In the shadow of the museum, Mr. Bush called for vigilance from all Americans and character education for children to prevent future attacks.
"In every family and in every school, we must teach our children to know and choose the good, to teach values and defeat violence, to teach good kids … to respect one another, to do unto others, the meaning of love," Mr. Bush said.
Mr. Bush likely will sound similar themes throughout the week as he tours Ohio, Missouri and Tennessee touting his education plan that gives local authorities more control over schools but requires annual testing to show whether schools are improving. The emphasis on character education is a part of his overall education plan.
Mr. Bush met privately with survivors and toured the museum before making his remarks. He viewed the exhibits, signed a permanent registry of visitors and listened to the only known recording of the blast, taken from a session of a state board that was meeting across the street at the time.
President Clinton visited the Oklahoma City bombing site many times, at almost every stage of the memorial's development. His speech at a memorial service days after the bombing is widely credited with turning around his image, which had been plagued by poor approval ratings, the failure of his health care proposal and the Republican landslide in the 1994 congressional elections.
Mr. Bush, too, has had a close association with the site. As governor of neighboring Texas, he attended the memorial service after the attack. His wife, Laura, helped organize the service, suggesting the inclusion of the Rev. Billy Graham at the event.
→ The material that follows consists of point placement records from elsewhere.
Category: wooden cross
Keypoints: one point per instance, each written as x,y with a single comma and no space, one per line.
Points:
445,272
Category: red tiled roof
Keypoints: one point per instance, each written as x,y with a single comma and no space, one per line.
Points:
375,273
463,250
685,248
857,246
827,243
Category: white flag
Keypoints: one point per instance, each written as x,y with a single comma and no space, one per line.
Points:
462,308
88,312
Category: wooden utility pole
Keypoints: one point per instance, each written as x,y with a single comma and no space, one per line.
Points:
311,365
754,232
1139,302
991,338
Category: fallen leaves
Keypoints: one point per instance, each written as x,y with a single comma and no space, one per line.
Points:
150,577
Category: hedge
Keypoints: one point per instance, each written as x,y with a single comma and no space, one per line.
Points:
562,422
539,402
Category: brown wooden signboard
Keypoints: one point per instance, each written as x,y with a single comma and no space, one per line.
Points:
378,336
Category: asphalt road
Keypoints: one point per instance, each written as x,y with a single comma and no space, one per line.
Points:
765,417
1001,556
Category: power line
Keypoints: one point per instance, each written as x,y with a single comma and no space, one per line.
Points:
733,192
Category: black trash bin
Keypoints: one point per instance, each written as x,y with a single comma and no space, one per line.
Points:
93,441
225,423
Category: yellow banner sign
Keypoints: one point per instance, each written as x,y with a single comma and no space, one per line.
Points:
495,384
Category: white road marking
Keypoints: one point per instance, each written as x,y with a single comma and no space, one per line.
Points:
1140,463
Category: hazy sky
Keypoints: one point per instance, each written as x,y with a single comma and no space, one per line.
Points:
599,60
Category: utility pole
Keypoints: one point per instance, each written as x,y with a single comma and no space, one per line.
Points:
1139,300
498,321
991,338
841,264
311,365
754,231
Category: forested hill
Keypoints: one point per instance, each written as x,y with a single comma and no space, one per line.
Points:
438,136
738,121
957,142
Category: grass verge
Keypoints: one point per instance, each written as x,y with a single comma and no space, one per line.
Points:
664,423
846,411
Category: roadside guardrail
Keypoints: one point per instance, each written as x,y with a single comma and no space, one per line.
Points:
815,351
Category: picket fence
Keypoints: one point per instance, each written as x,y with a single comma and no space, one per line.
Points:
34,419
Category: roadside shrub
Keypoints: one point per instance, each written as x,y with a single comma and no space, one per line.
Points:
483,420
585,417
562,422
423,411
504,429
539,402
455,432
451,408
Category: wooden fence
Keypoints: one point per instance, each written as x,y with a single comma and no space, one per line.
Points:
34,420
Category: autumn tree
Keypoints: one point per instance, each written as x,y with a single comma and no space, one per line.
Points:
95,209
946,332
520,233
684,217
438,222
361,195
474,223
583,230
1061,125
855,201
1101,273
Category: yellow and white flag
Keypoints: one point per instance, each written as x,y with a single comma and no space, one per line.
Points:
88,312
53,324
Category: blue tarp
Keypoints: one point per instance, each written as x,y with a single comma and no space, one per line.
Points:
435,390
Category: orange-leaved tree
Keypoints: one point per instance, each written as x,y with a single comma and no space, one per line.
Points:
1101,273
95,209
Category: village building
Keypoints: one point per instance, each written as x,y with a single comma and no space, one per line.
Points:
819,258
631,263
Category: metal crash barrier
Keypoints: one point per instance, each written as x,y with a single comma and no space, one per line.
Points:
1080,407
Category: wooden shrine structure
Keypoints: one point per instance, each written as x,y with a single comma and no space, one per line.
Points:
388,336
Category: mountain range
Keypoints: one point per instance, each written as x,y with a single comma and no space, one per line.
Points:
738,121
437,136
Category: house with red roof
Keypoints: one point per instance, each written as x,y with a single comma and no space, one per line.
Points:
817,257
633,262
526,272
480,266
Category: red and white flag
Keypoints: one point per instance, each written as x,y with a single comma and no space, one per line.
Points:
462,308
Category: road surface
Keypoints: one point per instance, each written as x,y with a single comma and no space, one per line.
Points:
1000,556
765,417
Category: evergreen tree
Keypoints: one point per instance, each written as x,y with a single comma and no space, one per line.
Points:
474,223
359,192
Among the victims of the attack were members of the U.S. Secret Service, including some who had protected Mr. Bush's father when he was president. "We knew some of the agents here," Mr. Bush said during his tour.
Mr. Bush paid tribute yesterday to the people of Oklahoma.
"You in Oklahoma City are victims of tragedy and witnesses to hope," he said. "You have overcome evil and you have suffered with courage. And for that, your nation is grateful."
Leaders of the committee that oversaw the development of the memorial say the museum will help future generations understand the cost of terrorism.
"The memorial center is a testament to faith, the precious nature of the freedom from fear, and a reflection that Americans always unite in the face of a common enemy," said Bob Johnson, chairman of the Oklahoma City National Memorial Trust.
"Without it, future generations will not learn of the horror of that moment and the innocence we lost," he said.
The bombing occurred April 19, 1995, at 9:02 a.m. local time. A powerful truck bomb destroyed the federal building and damaged more than 300 surrounding buildings. Of the 168 killed, 19 were children at a day care center inside the Murrah building.
Convicted bomber and Gulf war veteran Timothy McVeigh faces execution for the crime on May 16, the first federal prisoner to be executed in almost 40 years. He apparently was motivated by a deep hostility toward the federal government and a desire to provoke a popular revolution by attacking the federal building.
He has never expressed remorse for the attack.